Major banks around the nation reduced their prime interest rates one-half point yesterday, more than two weeks after the Federal Reserve encouraged such a move to stimulate the economy.
The big New York banks, led by Citibank and Morgan Guaranty Trust Co., were the first to drop their benchmark rates yesterday morning, and they were followed by at least 15 other banks later in the day. Regionally, C&S/Sovran Corp. and Crestar Financial Corp. were among those cutting their rates from 10 percent to 9.5 percent. California-based BankAmerica Corp. became the first major bank to drop its prime Monday.
Analysts said the drop in the prime had symbolic value at a time when consumer confidence is very low. But, many said, the decrease likely was not enough to turn around an economy widely believed to be in recession.
"My guess is it will take a while for consumers and businesses to step forward and take advantage of the lower rates," said Alan Gayle, chief economist at Crestar. "When confidence is low, a drop in the prime does not necessarily bump up demand for loans. It's a little like pushing on a rope."
Ivan A. Marcotte, financial economist for the North Carolina bank company NCNB Corp., which also cut its prime, added: "I think it is too little and too late."
The prime rate, to which many consumer and business loans are pegged, stayed at 10 percent for all of 1990. Toward the end of the year, as various measures of the economy's performance began sinking quickly, the Fed, the nation's central bank, began making it easier for banks to drop their lending rates.
On Dec. 18, the Fed reduced its discount rate, a key rate it charges to banks when they borrow directly from it, from 7 percent to 6.5 percent. Often when the discount rate changes, money-center banks respond quickly. This time, with the banking industry in a weakened financial condition, banks appeared to hold on as long as they could before competitive pressures forced them to follow.
The decrease is likely to push down the interest rates individuals pay on their consumer, auto and home loans -- but not by much, and perhaps not soon, experts said. Credit card rates are notoriously immune to market conditions, and home mortgages, whose terms are much longer than those for loans made at the prime, are set with an eye to future inflation as well as the cost of funds to lenders.
Home mortgages have fallen so much lately they may get little extra push from the lower prime rate.
"My own view is that mortgage rates have not been the problem in housing.

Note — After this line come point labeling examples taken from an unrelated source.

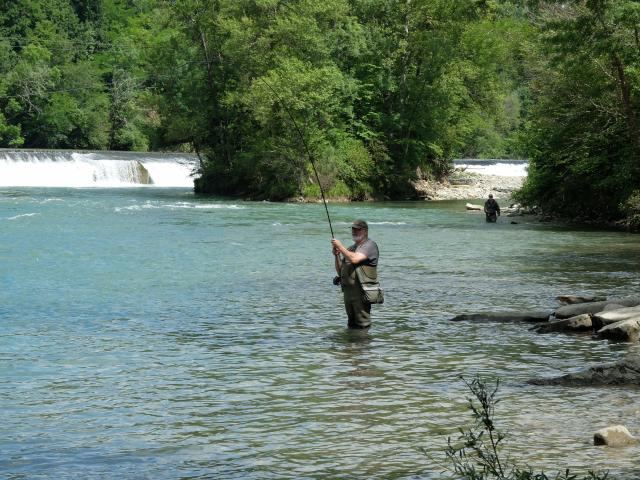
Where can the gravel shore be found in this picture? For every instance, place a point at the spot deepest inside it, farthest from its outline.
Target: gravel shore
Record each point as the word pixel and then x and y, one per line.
pixel 468 186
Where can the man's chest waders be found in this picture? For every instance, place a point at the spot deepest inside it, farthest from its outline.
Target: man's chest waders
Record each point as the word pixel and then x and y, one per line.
pixel 358 312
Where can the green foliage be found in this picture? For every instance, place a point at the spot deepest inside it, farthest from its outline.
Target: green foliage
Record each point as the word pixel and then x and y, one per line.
pixel 583 132
pixel 371 91
pixel 477 455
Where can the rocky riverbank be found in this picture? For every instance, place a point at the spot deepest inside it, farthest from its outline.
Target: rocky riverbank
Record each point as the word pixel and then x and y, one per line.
pixel 461 185
pixel 615 319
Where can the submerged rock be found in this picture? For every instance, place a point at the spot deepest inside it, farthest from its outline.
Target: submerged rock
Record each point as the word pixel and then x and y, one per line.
pixel 580 323
pixel 607 317
pixel 623 331
pixel 540 316
pixel 622 372
pixel 594 307
pixel 573 299
pixel 614 436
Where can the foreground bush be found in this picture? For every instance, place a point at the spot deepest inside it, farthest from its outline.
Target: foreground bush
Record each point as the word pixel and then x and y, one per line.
pixel 477 456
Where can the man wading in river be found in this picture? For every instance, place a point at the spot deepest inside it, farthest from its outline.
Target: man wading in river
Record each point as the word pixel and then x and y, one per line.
pixel 491 209
pixel 364 253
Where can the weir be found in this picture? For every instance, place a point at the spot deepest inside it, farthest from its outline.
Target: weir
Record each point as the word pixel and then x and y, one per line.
pixel 106 169
pixel 497 167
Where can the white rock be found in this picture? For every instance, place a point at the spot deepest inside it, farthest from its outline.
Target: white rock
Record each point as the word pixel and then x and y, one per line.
pixel 624 331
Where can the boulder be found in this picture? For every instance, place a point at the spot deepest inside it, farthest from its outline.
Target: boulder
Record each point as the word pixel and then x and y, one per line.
pixel 614 436
pixel 622 372
pixel 613 306
pixel 572 299
pixel 569 311
pixel 607 317
pixel 623 331
pixel 541 316
pixel 580 323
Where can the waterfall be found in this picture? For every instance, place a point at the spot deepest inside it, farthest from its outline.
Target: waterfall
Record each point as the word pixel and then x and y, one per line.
pixel 51 168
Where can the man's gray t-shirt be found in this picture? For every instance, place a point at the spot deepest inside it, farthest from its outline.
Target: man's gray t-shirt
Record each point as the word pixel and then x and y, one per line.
pixel 368 248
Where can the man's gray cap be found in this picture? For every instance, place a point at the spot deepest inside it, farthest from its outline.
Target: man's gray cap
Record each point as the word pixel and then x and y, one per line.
pixel 360 224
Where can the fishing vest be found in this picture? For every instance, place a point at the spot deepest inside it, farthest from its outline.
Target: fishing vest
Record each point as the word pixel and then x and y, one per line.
pixel 349 279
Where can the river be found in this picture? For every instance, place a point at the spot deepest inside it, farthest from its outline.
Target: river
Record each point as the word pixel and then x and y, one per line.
pixel 150 333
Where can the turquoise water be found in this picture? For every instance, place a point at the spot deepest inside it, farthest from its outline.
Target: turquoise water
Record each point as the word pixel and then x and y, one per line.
pixel 148 333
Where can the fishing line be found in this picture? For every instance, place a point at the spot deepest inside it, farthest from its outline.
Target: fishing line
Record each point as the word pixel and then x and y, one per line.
pixel 306 147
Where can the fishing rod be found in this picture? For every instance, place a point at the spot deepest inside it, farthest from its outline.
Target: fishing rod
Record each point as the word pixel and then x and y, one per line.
pixel 306 147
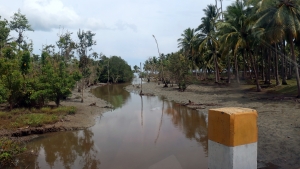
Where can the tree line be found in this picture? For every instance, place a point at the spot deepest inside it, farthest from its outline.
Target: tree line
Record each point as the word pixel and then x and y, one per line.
pixel 251 39
pixel 28 79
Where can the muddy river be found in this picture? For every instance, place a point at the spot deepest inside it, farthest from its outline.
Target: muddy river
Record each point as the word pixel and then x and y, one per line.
pixel 139 132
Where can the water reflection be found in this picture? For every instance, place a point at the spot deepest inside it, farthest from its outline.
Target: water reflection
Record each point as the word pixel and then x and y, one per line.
pixel 63 150
pixel 193 123
pixel 114 94
pixel 142 132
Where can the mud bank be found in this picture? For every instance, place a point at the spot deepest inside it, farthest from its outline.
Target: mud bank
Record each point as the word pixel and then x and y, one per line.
pixel 278 117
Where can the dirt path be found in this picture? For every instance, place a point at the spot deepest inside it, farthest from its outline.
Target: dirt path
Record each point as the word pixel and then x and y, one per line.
pixel 278 117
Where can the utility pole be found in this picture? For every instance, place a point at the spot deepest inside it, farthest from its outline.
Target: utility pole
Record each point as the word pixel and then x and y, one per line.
pixel 141 79
pixel 108 71
pixel 160 60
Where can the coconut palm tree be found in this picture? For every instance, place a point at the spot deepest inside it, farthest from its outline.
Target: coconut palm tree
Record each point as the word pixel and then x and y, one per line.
pixel 189 43
pixel 232 32
pixel 210 42
pixel 285 16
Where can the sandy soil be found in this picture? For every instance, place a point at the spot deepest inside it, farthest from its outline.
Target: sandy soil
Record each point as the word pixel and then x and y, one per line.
pixel 85 114
pixel 83 118
pixel 278 117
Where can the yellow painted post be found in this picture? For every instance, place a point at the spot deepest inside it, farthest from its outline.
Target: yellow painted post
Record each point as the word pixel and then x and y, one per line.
pixel 232 138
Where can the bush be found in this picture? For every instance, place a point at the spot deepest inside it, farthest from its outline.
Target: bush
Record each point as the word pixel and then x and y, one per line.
pixel 8 149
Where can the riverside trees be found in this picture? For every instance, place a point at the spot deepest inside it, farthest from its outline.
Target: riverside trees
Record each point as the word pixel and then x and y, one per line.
pixel 27 79
pixel 255 39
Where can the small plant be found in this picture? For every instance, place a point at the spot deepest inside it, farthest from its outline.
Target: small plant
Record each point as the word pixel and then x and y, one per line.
pixel 9 149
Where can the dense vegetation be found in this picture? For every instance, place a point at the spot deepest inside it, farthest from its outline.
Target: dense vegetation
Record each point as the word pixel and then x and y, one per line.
pixel 251 39
pixel 31 80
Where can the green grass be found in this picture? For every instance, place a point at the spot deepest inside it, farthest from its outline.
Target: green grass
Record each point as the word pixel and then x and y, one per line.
pixel 8 149
pixel 33 117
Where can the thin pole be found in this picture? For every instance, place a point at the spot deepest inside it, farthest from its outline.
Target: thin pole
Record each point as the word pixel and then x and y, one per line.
pixel 160 60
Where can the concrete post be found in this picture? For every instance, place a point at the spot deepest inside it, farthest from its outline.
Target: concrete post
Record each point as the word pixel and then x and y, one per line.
pixel 232 138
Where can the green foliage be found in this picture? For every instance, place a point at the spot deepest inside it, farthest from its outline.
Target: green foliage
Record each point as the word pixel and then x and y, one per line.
pixel 8 149
pixel 19 23
pixel 4 33
pixel 117 68
pixel 35 120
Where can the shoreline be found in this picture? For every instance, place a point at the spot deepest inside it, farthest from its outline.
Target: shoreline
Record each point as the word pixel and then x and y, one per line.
pixel 83 118
pixel 278 116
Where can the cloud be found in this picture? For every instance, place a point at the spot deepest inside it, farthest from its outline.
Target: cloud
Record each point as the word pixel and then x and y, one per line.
pixel 45 15
pixel 121 25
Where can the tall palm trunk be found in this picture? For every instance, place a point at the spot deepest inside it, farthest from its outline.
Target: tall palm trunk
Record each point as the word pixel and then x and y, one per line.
pixel 276 65
pixel 295 66
pixel 283 68
pixel 258 88
pixel 216 69
pixel 228 69
pixel 236 69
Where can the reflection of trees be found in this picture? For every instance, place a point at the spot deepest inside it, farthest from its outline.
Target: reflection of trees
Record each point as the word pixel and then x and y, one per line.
pixel 114 94
pixel 190 121
pixel 67 148
pixel 161 118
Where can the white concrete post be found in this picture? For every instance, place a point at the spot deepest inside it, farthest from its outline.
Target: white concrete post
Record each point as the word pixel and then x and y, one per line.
pixel 232 138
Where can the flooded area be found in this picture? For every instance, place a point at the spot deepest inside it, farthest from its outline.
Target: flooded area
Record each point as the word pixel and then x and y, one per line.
pixel 139 132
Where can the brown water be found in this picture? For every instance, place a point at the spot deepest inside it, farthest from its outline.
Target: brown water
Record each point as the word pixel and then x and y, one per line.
pixel 141 132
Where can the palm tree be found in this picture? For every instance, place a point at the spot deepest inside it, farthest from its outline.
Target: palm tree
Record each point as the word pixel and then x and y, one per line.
pixel 210 42
pixel 232 32
pixel 189 43
pixel 285 15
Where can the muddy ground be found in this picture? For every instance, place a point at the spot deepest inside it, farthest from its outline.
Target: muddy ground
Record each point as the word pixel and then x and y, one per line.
pixel 278 117
pixel 84 117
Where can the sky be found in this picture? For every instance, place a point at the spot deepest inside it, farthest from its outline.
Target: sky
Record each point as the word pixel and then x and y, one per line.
pixel 123 27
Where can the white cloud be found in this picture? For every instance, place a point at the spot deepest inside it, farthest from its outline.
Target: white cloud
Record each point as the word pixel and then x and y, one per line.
pixel 46 15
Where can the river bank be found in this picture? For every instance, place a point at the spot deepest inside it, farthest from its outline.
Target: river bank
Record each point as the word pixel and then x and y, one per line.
pixel 278 117
pixel 84 116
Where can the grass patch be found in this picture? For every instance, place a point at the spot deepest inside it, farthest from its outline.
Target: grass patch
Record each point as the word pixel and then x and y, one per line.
pixel 33 117
pixel 9 149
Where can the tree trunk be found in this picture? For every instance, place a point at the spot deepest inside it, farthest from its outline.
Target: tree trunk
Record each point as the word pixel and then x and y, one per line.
pixel 283 68
pixel 276 66
pixel 295 66
pixel 258 88
pixel 236 69
pixel 228 69
pixel 216 69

Accordingly, a decline in mortgage rates won't provide all that much lift," said Donald Straszheim, chief economist for Merrill Lynch & Co. in New York. "We have simply got an economy that has runout of gas, pushed over the edge by a big rise in oil prices associated with the Persian Gulf."

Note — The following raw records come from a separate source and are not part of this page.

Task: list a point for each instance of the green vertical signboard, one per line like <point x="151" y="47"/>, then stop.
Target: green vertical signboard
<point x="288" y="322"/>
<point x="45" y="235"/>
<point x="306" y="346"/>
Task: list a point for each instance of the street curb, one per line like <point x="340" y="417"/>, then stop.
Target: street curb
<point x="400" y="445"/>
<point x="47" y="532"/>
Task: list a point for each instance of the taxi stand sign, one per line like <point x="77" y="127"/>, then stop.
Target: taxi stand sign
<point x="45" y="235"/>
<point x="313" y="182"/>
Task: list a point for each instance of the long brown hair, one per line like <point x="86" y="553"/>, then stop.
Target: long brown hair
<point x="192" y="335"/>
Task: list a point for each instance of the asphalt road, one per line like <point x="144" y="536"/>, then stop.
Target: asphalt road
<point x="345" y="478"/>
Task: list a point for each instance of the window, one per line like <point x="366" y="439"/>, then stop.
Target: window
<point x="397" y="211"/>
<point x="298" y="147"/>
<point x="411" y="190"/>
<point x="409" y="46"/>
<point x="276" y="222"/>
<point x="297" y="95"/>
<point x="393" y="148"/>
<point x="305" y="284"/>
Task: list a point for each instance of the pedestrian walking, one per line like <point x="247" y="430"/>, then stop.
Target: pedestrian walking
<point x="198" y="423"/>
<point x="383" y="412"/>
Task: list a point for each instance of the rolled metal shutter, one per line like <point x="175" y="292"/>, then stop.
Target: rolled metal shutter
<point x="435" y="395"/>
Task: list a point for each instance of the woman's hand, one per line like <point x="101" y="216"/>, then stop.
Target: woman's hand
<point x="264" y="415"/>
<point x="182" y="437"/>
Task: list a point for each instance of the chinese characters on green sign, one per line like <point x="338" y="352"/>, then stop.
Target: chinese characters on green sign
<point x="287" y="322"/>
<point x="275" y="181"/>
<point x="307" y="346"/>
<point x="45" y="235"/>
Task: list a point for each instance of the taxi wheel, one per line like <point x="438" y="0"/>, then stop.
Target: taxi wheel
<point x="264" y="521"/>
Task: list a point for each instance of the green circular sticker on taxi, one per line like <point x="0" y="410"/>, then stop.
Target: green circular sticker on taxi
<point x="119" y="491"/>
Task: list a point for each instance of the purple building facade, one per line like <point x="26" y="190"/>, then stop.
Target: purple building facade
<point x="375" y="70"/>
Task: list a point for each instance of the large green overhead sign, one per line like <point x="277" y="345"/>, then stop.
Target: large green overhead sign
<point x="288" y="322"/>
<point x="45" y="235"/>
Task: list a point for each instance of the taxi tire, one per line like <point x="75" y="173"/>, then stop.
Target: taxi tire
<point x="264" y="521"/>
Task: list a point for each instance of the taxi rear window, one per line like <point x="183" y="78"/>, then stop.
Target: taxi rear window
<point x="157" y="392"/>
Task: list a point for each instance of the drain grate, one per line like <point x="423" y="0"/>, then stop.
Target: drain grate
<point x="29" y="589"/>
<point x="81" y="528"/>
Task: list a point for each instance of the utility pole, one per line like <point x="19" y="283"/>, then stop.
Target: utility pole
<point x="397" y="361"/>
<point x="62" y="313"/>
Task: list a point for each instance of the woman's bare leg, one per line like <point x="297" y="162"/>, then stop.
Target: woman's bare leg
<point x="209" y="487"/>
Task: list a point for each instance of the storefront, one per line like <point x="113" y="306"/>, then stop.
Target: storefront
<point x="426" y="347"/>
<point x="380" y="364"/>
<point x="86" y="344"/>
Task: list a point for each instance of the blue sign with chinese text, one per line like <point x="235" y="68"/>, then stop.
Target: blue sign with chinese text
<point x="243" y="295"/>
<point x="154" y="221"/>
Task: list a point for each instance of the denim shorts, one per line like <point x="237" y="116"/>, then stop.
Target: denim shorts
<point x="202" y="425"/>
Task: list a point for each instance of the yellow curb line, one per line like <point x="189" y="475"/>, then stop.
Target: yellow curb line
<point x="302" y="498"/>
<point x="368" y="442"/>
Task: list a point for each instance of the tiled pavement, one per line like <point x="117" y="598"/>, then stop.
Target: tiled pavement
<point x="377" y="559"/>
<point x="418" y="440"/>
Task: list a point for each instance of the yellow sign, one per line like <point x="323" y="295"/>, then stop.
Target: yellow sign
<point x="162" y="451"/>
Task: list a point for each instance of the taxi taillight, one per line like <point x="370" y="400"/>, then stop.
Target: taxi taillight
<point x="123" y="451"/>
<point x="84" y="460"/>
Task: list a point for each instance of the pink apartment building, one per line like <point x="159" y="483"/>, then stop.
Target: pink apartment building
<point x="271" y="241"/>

Some consumers, however, will benefit directly from the decline in the prime since many home-equity loans are linked to the benchmark rate and could be expected to go down when they are next adjusted. Marcotte of NCNB said the decline would be about $2.50 a month for a loan of $10,000.
Falling rates also could induce more homeowners to refinance their mortgages to reduce monthly payments. While that might not be the best thing for the lenders holding the mortgages, refinancings would be good for the economy because they would put more money in consumers' hands.
The falling prime rate caused a rally in the bond markets; declines in interest rates typically cause bond prices to rise. However, the stock market responded to the interest rate decline unenthusiastically, with other factors pushing the Dow Jones industrial average down 23.02 points, to 2,610.64.
In a sign of market concern about bank profitability, some bank stocks fell a bit after the prime-rate declines; others rose. small amounts. Citibank was up 12 1/2 cents to $12.75, for example, while Morgan Guaranty was down $1.25 to $43.25 and C&S/Sovran was unchanged.